Keywords:
Multicentre study, Observational, Not applicable, Quality assurance, Comparative studies, Digital radiography, Thorax, Professional issues, Artificial Intelligence, Chest
Authors:
M. Englmaier1, D. Sasse1, D. Pfeiffer1, M. Kotnik2, L. Lin2, H. J. Lamb2, J. Conradsen3, J. Fløtten3, N. Wieberneit4; 1Munich/DE, 2Leiden/NL, 3Herning/DK, 4Hamburg/DE
DOI:
10.26044/ecr2020/C-05601
Purpose
In radiology, good image quality is the prerequisite for accurate diagnosis and appropriate treatment decisions. While chest radiography is one of the most frequently performed imaging procedures [1], achieving consistently optimal image quality continues to be a challenge [2,3]. The underlying reasons for this are manifold, but include declining education, changing communication behavior due to digitalization and time-constraints [4]. At the same time, perceived image quality differs quite significantly among individual observers [5,6]. Among the observed image quality shortcomings, positioning errors are the most frequently encountered [7].

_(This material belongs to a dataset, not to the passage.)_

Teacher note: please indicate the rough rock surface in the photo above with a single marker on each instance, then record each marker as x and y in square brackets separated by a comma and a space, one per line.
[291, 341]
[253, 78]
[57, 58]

In order to address inadequate image quality, an AI-based positioning quality check was developed [8] to enable feedback to the technologist.
The purpose of this work is to investigate the inter-rater agreement in the assessment of positioning quality of chest x-ray images in the context of establishing thresholds between good and inadequate image quality for the AI-based positioning quality check.